A une dizaine de jours de la visite de
Netanyahu à Washington, les dirigeants israéliens donnent le ton
en excluant une solution durable qui inclut la création d’un
Etat palestinien. Les perspectives de
création d’un Etat palestinien s’éloignent de plus en plus au vu
des dernières déclarations des responsables israéliens. Ni le
premier ministre de droite, Benyamin Netanyahu, ni son chef de
la diplomatie, leader du parti d’extrême droite Israël Beitenu,
ni même le président Shimon Pérès, qui a été l’artisan des
accords d’Oslo et qui a longtemps soutenu l’idée d’une solution
de paix prévoyant un Etat palestinien indépendant coexistant en
paix avec Israël, n’ont dit un mot sur l’hypothétique Etat
palestinien.
Presque simultanément, les 3 responsables,
Pérès à Washington, Lieberman à Rome et Netanyahu à Tel-Aviv,
ont évoqué à leur manière le « processus de paix », sauf que la
paix y est, semble-t-il, absente ...
Pour le premier ministre Netanyahu, qui s’est
dit prêt, lundi, à ouvrir immédiatement des négociations de paix
avec les Palestiniens, il s’agit d’une approche « en trois
volets » — questions politiques, développement de l’économie
palestinienne et renforcement des forces de sécurité
palestiniennes, soit des négociations à son goût, qui excluent
totalement l’idée d’un Etat indépendant, pourtant considérée
comme la solution à terme dès le lancement du processus de paix.
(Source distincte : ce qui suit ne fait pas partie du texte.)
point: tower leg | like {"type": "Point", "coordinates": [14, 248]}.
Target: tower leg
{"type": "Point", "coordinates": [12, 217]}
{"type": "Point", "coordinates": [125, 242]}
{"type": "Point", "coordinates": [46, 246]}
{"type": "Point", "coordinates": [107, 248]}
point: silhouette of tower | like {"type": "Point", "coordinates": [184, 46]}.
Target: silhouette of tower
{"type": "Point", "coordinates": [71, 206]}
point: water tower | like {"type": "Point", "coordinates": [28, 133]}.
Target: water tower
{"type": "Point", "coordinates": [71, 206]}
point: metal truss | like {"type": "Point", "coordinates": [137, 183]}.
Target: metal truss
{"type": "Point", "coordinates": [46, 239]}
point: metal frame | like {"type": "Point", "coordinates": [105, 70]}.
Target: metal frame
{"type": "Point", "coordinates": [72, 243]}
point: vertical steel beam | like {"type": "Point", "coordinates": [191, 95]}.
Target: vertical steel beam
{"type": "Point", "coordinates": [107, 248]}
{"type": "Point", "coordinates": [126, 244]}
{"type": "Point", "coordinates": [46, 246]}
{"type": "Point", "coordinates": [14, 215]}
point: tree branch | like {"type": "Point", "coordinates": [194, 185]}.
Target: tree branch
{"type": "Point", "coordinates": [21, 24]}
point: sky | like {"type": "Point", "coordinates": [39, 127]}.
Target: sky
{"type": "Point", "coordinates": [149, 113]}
Pour faire preuve de bonne volonté, ou plutôt
pour masquer sa mauvaise foi, Benyamin Netanyahu s’est disposé à
reprendre les négociations de paix « sans délai et sans
conditions préalables ». Et d’ajouter, et ce par téléphone
satellitaire dans le cadre de la conférence organisée par le
Comité des affaires publiques américano-israéliennes : « Le plus
tôt sera le mieux ». Sans conditions ? Cela semble chimérique
puisque dans le même discours, Netanyahu a dit attendre des
Palestiniens qu’ils reconnaissent Israël en tant qu’Etat juif.
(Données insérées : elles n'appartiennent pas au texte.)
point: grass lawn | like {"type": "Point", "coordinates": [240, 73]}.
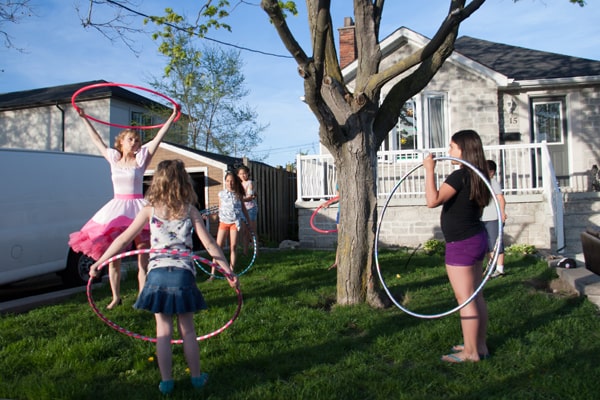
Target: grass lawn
{"type": "Point", "coordinates": [292, 342]}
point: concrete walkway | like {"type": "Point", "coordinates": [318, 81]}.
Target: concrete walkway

Or, les Palestiniens reconnaissent Israël depuis la signature
des accords d’Oslo en septembre 1993. Et cet accord, qui avait
lancé le processus de paix, prévoyait des négociations par
étapes, la dernière incluant les questions les plus délicates,
dont les frontières, Jérusalem et les réfugiés. Et en insistant
sur la reconnaissance d’Israël en tant qu’« Etat juif »,
Netanyahu veut se débarrasser une fois pour toutes de la
question hautement délicate des réfugiés palestiniens qui ont
fui en 1948. Une telle reconnaissance permettrait aux Israéliens
d’empêcher leur retour, ce que redoutent les Palestiniens.
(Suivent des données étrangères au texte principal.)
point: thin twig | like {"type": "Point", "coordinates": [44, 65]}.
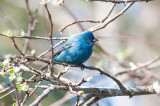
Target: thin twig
{"type": "Point", "coordinates": [122, 1]}
{"type": "Point", "coordinates": [27, 96]}
{"type": "Point", "coordinates": [103, 25]}
{"type": "Point", "coordinates": [7, 94]}
{"type": "Point", "coordinates": [15, 45]}
{"type": "Point", "coordinates": [50, 35]}
{"type": "Point", "coordinates": [16, 93]}
{"type": "Point", "coordinates": [35, 37]}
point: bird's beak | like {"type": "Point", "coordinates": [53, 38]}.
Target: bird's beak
{"type": "Point", "coordinates": [95, 40]}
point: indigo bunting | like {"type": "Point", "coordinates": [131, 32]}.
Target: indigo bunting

Dans le même temps, le nouveau chef de la
diplomatie israélienne, Avigdor Lieberman, a préféré mettre
l’accent sur ce qu’il considère le « danger iranien » plutôt que
sur les perspectives d’un Etat palestinien lundi à Rome,
première étape d’une tournée européenne qui inclut Paris, Prague
et Berlin. Rien de nouveau dans la position de Lieberman. Dès sa
prise de fonctions le 1er avril dernier, il a renié la promesse
faite en ce sens par l’ancien premier ministre Ehud Olmert en
novembre 2007 à la conférence d’Annapolis. A Rome, interrogé sur
ce point, Lieberman a argué qu’il était trop tôt pour un
gouvernement âgé de seulement cinq semaines pour « avoir tous
ses projets diplomatiques prêts (...). Nous avons l’intention de
prendre l’initiative et de ne pas perdre notre temps à des
déclarations et des slogans », réaffirmant toutefois que depuis
les accords d’Oslo, les rencontres et propositions de paix
n’avaient abouti à aucun résultat concret.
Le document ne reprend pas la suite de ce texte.